Ela desapareceu. Foram tantos os pensamentos que vinham à minha cabeça... Tentava não me desesperar, mas como? Estava escurecendo, e na melhor das hipóteses, minha filha de 15 anos estava caminhando sozinha mata adentro. Uma mata cheia de animais silvestres, Homens silvestres, bandidos silvestres, policiais silvestres. Tentava não me desesperar. Mas eis que surgiu o ápice de meu pânico. Caminhei vagarosamente até o local em que ela se encontrava sentada 10 minutos antes... Esperava até algum tipo de recado, ou pista, que me guiasse ao seu encontro. Achei apenas pequenas pedras. Me sentei exatamente onde ela se sentara. Comecei a chutar algumas das pedrinhas como um escape da ansiedade... Aposto que ela fez o mesmo enquanto estava ali. Daí levantei rapidamente, e no que fiz isso, me desequilibrei. Foi aí que me deparei com o precipício que separava aquelas pedrinhas de uma mistura fatal de rochedos e árvores centenas de metros abaixo. 
No segundo em que consegui recuperar meu equilíbrio, perdi meu controle emocional.
Chorei.
Esperniei.
Gritava o nome de Luisa à toda força. 
Procurava algum rastro, quem sabe de sangue, nos rochedos...

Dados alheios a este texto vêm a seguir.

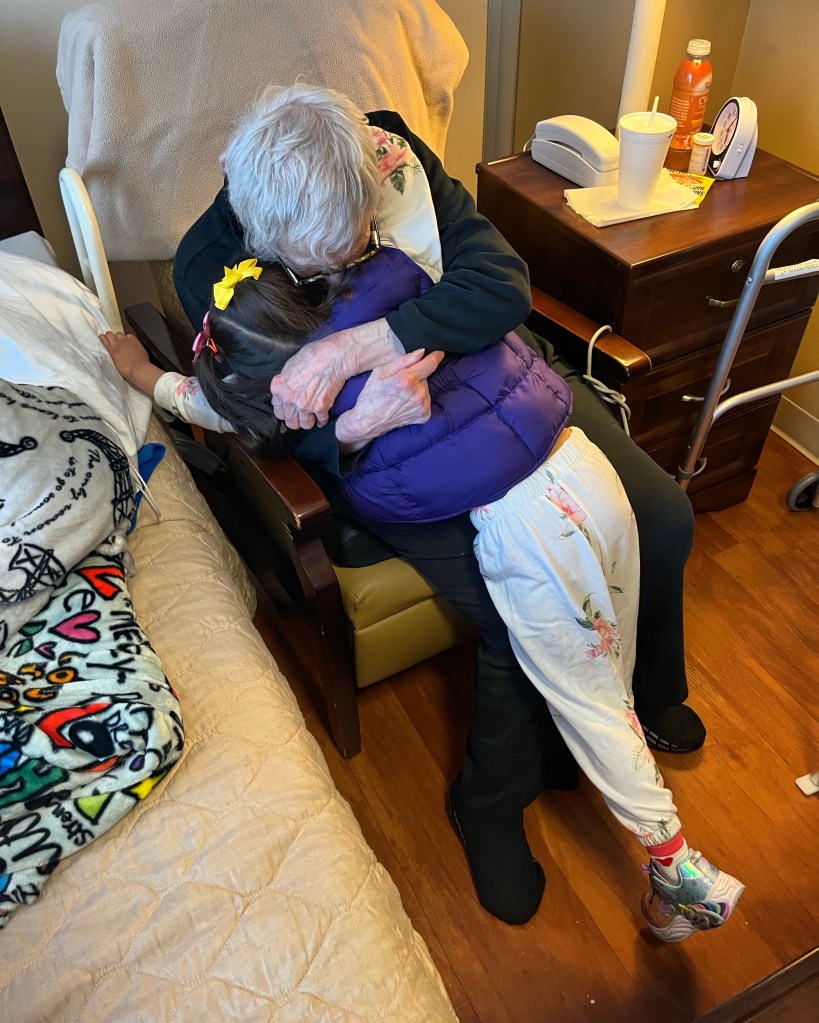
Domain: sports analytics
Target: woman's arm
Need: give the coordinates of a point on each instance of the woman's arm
(176, 394)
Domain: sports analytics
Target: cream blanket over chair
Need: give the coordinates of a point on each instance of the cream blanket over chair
(154, 88)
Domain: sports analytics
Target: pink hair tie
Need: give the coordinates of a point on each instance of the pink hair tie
(203, 340)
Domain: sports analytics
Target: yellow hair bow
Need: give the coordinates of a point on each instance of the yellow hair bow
(223, 290)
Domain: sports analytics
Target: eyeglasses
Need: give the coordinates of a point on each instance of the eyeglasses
(373, 247)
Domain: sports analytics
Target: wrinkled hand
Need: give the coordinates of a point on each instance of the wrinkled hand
(396, 394)
(128, 355)
(303, 393)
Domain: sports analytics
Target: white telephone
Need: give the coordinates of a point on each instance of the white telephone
(578, 148)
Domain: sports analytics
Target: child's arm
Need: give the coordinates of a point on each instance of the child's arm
(176, 394)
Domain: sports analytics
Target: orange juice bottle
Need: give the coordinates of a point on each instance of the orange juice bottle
(691, 86)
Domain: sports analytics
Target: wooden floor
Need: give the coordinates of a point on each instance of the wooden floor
(753, 640)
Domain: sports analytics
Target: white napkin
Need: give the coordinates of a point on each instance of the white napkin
(599, 205)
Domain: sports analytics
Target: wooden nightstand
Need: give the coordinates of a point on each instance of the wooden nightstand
(654, 281)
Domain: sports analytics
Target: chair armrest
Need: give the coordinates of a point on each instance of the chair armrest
(169, 347)
(299, 500)
(571, 331)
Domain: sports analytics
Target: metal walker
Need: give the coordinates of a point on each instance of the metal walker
(805, 493)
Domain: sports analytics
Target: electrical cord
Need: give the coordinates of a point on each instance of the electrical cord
(608, 395)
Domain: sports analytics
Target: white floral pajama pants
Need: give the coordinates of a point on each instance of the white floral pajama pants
(560, 559)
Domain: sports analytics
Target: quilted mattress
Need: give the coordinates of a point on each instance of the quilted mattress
(241, 888)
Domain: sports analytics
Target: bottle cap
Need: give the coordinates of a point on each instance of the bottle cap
(698, 47)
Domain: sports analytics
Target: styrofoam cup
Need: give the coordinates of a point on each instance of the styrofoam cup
(643, 143)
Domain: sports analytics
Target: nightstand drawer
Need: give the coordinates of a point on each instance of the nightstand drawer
(656, 400)
(731, 451)
(669, 313)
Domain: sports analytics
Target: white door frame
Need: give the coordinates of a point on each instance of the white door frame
(503, 35)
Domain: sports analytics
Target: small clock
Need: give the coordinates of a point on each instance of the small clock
(735, 133)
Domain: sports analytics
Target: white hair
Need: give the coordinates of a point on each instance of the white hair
(303, 175)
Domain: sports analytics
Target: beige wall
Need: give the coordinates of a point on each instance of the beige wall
(33, 107)
(465, 138)
(777, 70)
(573, 54)
(38, 125)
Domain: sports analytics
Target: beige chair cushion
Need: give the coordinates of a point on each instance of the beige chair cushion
(397, 619)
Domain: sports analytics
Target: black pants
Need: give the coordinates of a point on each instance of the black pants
(513, 747)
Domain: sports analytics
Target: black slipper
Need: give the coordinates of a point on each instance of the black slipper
(671, 729)
(509, 882)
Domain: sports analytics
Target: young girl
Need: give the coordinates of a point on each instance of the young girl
(556, 540)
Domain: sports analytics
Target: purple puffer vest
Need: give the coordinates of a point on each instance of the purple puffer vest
(496, 415)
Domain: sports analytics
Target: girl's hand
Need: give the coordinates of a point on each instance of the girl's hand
(128, 355)
(131, 360)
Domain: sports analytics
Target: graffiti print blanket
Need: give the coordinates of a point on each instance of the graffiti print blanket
(88, 721)
(88, 725)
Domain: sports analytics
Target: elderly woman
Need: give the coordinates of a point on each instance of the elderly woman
(315, 186)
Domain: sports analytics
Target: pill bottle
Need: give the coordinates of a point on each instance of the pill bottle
(700, 150)
(691, 86)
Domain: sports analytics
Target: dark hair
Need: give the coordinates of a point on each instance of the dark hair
(265, 322)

Ela não pode ter pisado em falso e caído sem ter expressado um mísero grito de pavor. Eu sabia que a Luisa era de certa maneira, fria. Mas nunca imaginaria, e até agora custo a acreditar, que ela seria capaz de tamanha frivolidade. Ou terá sido suicídio? Será que fui tão deplorável na minha função de pai, que não fui nem capaz de perceber um comportamento suicida da minha própria filha?
Descia a trilha numa velocidade frenética, caí algumas vezes, e toda vez que ia ao chão me odiava mais. Cada atraso ao amparo de minha filha, na agora segunda melhor hipótese, era mais tempo em que ela se encontrava ferida e sozinha dentro da selva. Odiava cada pedra que me esbarrava pelo caminho. Odiava as bifurcações da trilha que me confundiam e aumentavam a cada minuto meu desalento. Odiava os policiais que encontrei ao pisar dentro da favela. Odiava os moradores curiosos que assistiam de camarote ao meu sofrimento. Odiava a mim. Mas te odiava. E como odiava. Por que você não estava ao meu lado num momento daquele? Comecei a ligar os pontos ao descer a favela e cheguei à egoísta conclusão de que era tudo culpa sua. Se você mantivesse sua promessa de manter essa família unida, se tivesse ao menos me dado uma chance de lhe convencer a não ir embora, talvez nada disso teria acontecido. Talvez a Luisa estivesse assistindo TV na sala com o Caê deitado com a cabeça sobre seu colo... Roncando baixinho... E sempre que acordasse, negando ter caído no sono.